The Role of Project Quality Management
Project management involves applying knowledge and skills, as well as tools and techniques to project activities to achieve the project’s goals i.e. to fulfil the requirements for which it was undertaken. It is only by understanding the ‘cost of quality’ during planning and by following stringent quality standards, that a project can achieve this. The activities related to maintaining high-quality management of a project and its deliverables incur an associated cost. During planning, a cost-benefit analysis needs to be carried out to ensure that the cost of the quality activity does not exceed the expected benefit.To have a deeper understanding of PM, its roles and responsibilities, check Project Management professional certification.
To ensure adherence to the quality policy, both proactive and reactive actions need to be undertaken during the lifetime of a project. Proactive activities include quality assurance audits, training, documentation of processes, use of appropriate equipment and sufficient time to do planned work; whereas reactive activities consist of quality control inspections, measurements and testing. Losses related to destructive testing are also included here.

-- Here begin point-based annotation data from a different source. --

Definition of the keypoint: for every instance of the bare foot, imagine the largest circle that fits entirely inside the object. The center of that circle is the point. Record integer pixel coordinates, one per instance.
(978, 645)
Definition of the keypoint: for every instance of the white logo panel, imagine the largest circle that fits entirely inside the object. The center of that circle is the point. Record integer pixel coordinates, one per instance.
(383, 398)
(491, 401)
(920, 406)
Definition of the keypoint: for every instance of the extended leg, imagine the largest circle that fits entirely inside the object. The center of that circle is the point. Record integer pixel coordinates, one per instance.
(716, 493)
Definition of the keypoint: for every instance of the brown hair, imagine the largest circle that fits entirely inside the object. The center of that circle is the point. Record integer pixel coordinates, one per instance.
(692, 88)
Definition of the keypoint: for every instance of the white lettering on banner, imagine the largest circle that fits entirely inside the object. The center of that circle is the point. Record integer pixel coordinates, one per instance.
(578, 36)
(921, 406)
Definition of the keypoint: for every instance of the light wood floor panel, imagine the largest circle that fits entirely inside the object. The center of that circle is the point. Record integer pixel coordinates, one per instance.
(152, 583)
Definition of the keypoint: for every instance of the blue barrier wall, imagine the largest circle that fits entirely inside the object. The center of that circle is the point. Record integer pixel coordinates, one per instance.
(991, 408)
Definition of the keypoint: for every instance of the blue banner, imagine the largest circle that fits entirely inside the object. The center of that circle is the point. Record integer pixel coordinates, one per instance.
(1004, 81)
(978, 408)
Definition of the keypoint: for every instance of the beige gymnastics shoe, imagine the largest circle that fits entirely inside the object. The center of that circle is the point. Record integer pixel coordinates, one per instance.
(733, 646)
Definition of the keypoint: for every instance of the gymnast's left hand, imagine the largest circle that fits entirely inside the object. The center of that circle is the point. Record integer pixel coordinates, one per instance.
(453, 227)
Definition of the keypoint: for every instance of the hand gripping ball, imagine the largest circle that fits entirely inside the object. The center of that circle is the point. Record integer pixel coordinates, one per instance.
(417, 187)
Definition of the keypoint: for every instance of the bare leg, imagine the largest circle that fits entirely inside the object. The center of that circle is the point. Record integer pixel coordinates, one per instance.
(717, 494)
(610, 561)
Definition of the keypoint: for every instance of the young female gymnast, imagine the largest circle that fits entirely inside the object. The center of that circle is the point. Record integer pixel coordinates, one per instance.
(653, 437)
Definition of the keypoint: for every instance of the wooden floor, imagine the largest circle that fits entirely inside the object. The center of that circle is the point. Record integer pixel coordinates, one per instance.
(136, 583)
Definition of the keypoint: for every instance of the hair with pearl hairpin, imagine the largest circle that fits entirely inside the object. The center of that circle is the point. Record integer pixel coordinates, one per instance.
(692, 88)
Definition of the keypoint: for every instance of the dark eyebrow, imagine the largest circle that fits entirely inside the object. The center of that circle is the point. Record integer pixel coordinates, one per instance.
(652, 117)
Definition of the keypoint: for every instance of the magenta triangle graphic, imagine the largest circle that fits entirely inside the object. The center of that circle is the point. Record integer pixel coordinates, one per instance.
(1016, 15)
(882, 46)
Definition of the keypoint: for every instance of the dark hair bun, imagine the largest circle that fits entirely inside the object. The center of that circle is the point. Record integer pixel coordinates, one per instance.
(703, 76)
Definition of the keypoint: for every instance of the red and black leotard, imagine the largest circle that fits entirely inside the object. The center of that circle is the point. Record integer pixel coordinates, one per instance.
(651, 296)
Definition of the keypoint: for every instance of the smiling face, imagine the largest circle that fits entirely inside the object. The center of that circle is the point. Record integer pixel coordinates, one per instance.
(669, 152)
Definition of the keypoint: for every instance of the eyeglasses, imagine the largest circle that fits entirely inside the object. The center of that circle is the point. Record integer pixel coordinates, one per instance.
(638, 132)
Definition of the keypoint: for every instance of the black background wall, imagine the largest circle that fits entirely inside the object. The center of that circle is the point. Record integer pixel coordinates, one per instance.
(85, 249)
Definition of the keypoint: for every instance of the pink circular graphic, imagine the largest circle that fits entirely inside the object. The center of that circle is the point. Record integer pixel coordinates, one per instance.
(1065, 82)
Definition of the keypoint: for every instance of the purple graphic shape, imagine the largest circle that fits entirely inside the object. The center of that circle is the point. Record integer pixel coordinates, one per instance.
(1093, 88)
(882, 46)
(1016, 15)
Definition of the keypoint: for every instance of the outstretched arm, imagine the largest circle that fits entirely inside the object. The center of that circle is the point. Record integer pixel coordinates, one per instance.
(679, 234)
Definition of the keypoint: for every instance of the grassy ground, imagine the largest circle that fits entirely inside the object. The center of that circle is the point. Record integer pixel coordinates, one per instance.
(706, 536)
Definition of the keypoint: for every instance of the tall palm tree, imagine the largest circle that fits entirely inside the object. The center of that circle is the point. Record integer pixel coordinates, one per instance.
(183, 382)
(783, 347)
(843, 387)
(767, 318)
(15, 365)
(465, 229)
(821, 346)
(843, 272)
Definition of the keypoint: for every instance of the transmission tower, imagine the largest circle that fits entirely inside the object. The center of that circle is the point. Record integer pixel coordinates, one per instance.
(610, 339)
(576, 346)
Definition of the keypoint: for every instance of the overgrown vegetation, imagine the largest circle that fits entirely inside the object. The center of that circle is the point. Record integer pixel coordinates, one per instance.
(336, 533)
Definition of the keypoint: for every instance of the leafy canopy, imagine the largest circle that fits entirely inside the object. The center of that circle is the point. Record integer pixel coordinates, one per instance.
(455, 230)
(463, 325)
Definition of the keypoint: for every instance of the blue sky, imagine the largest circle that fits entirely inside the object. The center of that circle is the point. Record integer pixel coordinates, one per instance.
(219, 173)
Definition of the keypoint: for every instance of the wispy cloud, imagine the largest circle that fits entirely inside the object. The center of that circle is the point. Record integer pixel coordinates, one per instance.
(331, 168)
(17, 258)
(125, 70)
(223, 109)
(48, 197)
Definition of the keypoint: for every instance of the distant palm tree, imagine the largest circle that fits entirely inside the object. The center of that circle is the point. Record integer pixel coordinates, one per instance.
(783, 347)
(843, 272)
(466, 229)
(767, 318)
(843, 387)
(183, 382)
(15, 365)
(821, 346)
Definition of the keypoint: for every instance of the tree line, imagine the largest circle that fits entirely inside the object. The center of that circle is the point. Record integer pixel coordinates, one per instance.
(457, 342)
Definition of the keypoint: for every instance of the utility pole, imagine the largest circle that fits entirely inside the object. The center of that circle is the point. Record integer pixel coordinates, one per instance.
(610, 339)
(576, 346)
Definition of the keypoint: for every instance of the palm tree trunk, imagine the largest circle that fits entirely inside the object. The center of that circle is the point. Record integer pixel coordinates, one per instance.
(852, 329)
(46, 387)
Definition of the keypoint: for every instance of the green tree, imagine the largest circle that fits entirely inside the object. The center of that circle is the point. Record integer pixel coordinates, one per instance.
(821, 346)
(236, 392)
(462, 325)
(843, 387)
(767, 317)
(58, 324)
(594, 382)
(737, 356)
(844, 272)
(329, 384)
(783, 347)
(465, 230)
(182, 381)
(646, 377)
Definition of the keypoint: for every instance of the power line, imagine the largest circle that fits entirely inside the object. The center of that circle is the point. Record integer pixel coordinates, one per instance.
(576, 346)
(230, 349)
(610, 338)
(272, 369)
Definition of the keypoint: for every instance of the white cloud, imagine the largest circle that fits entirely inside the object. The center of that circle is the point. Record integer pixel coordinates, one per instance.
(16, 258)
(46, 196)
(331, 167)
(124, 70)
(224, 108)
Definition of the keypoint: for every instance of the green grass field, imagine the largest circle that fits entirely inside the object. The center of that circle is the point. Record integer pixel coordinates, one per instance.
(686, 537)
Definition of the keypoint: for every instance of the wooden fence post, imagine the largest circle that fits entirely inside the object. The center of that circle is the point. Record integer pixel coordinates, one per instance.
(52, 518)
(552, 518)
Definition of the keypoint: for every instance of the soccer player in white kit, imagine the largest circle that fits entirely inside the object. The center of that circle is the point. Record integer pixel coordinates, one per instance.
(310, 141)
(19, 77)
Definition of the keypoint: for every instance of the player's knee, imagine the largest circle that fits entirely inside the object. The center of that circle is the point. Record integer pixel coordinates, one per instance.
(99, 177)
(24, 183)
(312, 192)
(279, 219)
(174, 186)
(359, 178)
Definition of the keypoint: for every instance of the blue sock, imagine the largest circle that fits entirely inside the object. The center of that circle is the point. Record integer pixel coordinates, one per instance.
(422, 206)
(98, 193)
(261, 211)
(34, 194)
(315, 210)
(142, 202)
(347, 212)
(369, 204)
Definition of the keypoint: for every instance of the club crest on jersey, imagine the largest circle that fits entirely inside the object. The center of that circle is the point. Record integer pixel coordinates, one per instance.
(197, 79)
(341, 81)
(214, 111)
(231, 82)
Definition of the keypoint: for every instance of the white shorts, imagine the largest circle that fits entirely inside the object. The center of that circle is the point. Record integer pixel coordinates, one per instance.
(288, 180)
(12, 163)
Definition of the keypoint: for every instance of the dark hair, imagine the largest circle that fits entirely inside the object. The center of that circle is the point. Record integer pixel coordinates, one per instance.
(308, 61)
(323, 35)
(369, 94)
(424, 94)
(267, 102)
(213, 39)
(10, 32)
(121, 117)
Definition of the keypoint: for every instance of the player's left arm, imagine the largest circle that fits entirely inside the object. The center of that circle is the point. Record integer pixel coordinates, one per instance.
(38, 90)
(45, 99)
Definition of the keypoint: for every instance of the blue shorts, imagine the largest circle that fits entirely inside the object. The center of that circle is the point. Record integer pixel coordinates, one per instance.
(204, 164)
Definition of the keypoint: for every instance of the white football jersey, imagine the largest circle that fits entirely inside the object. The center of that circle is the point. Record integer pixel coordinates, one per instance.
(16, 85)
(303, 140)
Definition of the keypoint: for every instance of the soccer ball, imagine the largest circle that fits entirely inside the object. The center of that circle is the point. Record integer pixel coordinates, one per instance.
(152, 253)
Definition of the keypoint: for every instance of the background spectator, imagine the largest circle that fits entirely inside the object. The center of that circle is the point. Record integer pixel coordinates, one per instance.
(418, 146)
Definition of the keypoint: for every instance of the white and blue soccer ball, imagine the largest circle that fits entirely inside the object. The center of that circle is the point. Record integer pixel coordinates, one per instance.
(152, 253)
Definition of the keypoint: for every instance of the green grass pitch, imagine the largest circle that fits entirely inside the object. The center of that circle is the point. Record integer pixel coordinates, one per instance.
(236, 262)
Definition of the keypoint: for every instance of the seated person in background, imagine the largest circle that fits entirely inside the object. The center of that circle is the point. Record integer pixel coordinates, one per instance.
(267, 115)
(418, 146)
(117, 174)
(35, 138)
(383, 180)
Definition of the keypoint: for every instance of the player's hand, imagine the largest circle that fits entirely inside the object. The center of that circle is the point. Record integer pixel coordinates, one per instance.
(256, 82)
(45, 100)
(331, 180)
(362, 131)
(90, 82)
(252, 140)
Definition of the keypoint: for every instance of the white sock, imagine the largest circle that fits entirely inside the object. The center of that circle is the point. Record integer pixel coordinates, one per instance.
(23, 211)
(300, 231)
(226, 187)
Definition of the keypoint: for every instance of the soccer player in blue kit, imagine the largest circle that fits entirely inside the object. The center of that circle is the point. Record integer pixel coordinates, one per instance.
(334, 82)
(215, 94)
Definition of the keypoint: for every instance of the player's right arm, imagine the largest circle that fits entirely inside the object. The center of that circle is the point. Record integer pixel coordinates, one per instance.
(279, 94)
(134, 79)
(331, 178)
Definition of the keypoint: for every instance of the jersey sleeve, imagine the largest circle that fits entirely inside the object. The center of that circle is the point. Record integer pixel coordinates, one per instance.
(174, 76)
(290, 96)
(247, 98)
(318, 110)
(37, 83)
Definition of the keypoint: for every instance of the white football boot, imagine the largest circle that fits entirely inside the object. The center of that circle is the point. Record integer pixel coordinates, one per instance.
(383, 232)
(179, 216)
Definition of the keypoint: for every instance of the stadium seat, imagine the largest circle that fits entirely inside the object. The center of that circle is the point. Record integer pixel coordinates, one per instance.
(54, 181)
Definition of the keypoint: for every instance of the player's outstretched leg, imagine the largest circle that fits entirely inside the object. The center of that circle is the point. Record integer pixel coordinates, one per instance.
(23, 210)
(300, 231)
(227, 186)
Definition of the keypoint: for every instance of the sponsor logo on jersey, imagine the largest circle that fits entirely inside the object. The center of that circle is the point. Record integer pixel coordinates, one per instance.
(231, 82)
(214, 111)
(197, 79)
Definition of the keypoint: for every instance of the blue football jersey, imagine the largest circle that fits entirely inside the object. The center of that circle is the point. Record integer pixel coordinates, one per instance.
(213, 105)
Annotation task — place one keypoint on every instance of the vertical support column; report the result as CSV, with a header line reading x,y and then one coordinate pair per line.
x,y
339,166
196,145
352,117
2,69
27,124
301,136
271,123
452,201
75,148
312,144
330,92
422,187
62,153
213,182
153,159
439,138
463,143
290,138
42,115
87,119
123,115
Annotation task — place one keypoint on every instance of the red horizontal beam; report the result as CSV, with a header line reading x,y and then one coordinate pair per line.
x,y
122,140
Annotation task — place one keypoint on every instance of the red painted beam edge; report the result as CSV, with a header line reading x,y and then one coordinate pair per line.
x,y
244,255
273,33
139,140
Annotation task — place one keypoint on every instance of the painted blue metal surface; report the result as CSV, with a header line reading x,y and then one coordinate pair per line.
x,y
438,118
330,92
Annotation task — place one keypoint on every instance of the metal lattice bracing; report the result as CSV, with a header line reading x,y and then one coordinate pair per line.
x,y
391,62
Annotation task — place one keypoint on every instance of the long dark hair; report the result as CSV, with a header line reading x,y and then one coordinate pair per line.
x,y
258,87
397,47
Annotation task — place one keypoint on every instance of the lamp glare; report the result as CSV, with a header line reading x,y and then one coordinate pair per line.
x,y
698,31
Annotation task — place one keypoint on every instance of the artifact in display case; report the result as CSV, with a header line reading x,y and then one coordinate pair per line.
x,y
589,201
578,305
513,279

Given, there is a failure to maintain desired quality during the execution of a project, the organization would then become liable for both internal and external failure costs. Internal failure costs include rework associated with rectification of errors or costs related to scrapping of completed but unacceptable work. External failure costs could consist of rectification or replacement of defective items under warranty schemes and exposure to liabilities. Additionally, the reputation of the company would suffer, leading to a reduction of goodwill and ultimately loss of business.
Cost of Quality
Both costs of conformance as well as those of non-conformance form part of the ‘Cost of Quality’. It is self-evident that the latter far outweighs the former; hence modern quality management theories emphasize planning, designing and building into a project, rather than on inspecting quality in the management or deliverables of a project.
Benefits of meeting Quality Requirements
An understanding of the various components of the ‘Cost of Quality’ enables the project manager to primarily focus on conformance activities, in order to reduce the impact of non-conformance. The recent trouble that Samsung experienced due to an exploding battery in the Note 7 mobile phone, is a perfect example of the negative impact on a company’s reputation and bottom line, of a failure in adhering to quality standards. The benefits of meeting quality requirements include reduced rework and scrap, higher productivity, lower costs and increased customer satisfaction.